Sunak lost that party election. Since most party members did not heed Sunak’s warnings about Liz Truss's tax cuts, he did probably lacked the political capital to persuade them on asylum too. Yet the rapid implosion of Trussonomics saw Sunak running for the leadership again. He secured the premiership, unopposed, by making a deal with Suella Braverman, who had recently resigned as home secretary, to return her to the office.
Sunder Katwala
That made Sunak’s prize a fragile coalition of the party factions. His chancellor Jeremy Hunt and home secretary Braverman had clashed ferociously over immigration under Truss. Sunak has quietly sided with his chancellor in rejecting Braverman's hopes to slash the numbers granted immigration visas, but more vocally with his home secretary on Channel crossings and asylum. Yet Sunak must take responsibility for giving so much profile to his new year pledge to “stop the boats”. Unlike his other four pledges – designed to be achievable, even if progress on each is slipping – he keeps making impossible promises over Channel crossings.
Nearly 8,000 people have crossed the Channel since March 7. The prime minister has pledged that everybody crossing after that date will be detained and removed within 28 days. With little detention capacity, and nowhere to send most people, the pledge is being broken. Telling people they are permanently inadmissible for asylum will prove unsustainable, in practice and probably in law too.
The defeat of the Rwanda policy in the appeal court removes a central plank of the government’s strategy. The courts do not rule out Rwanda-type deals in principle, but it will not be lawful unless and until Rwanda has a properly functioning asylum system. Sunak will take the Rwanda case to the Supreme Court to see if it can be rescued. Yet that verdict is a sideshow now. Even if the government could remove 200 asylum seekers to Rwanda, it has no credible plan for the other 99 per cent.
The irony is that Sunak was right the first time on Rwanda. “Crucially, we cannot waste large sums of taxpayers’ money on the policy only to fall at the first legal hurdle," he wrote last summer. Yet Sunak has felt compelled by political pressure within his own party to say he can do impossible things. Because this cannot work, Sunak now faces party pressure to withdraw from the European Court of Human Rights, something he is strongly opposed to doing in government, since it would wreck his working relationships in Dublin, Washington and Brussels. Yet that pressure may increase further still ahead of the next election manifesto.

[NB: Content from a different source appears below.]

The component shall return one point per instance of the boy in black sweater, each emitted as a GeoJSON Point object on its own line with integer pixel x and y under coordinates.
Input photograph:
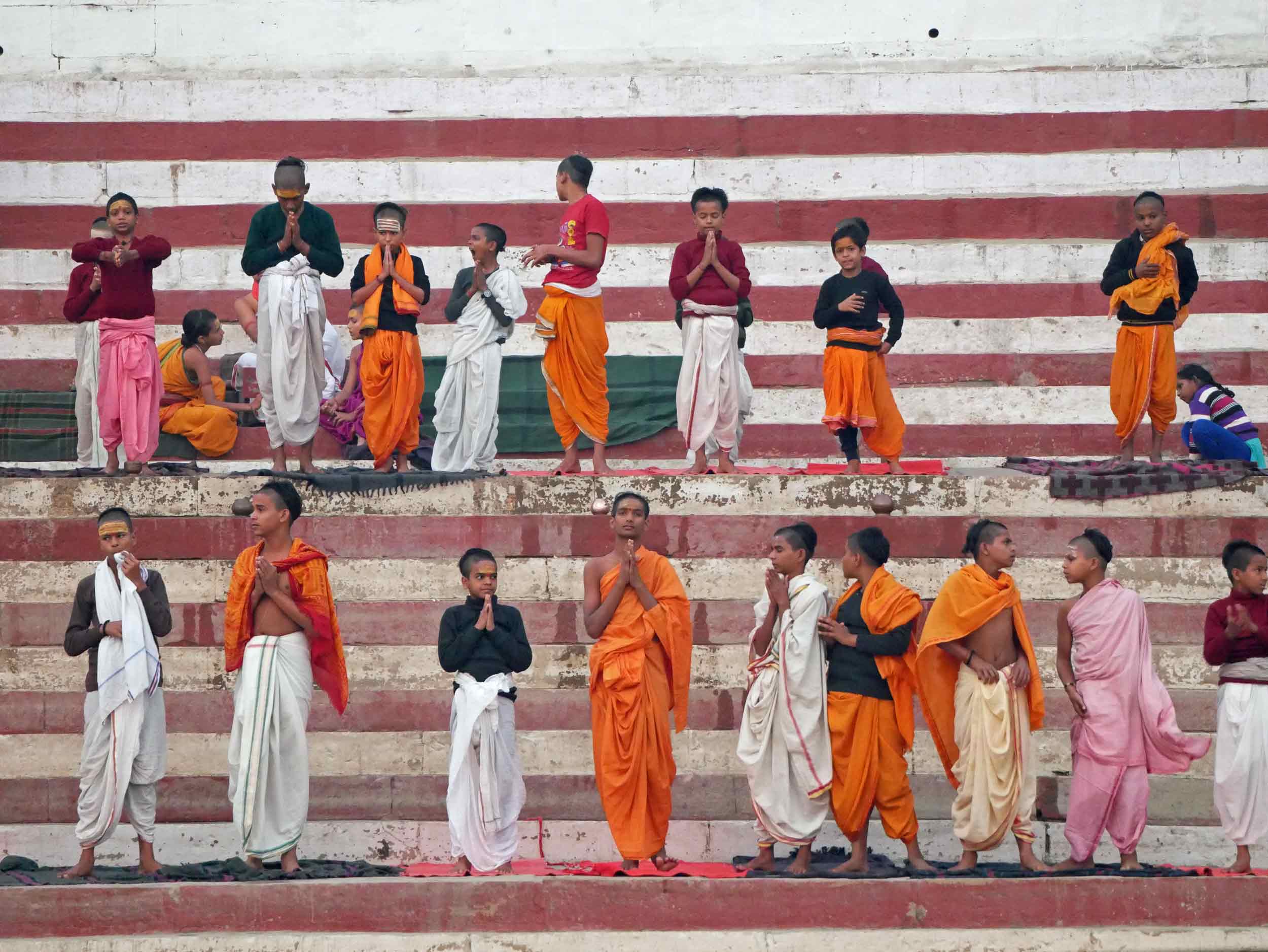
{"type": "Point", "coordinates": [855, 387]}
{"type": "Point", "coordinates": [483, 642]}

Sunak’s self-identity is as a politician who cuts through the drama to deliver. His failure on asylum undermines that reputation. The impossible promises convey the lack of political confidence of being an unelected prime minister. And the failure to deliver makes the Sunak administration look increasingly like a transitional government. Whatever the courts decide on Rwanda, it is now likely to be the next government that must grapple with how to repeal, rebuild and reform an asylum system that can deliver control and compassion, in both principle and practice.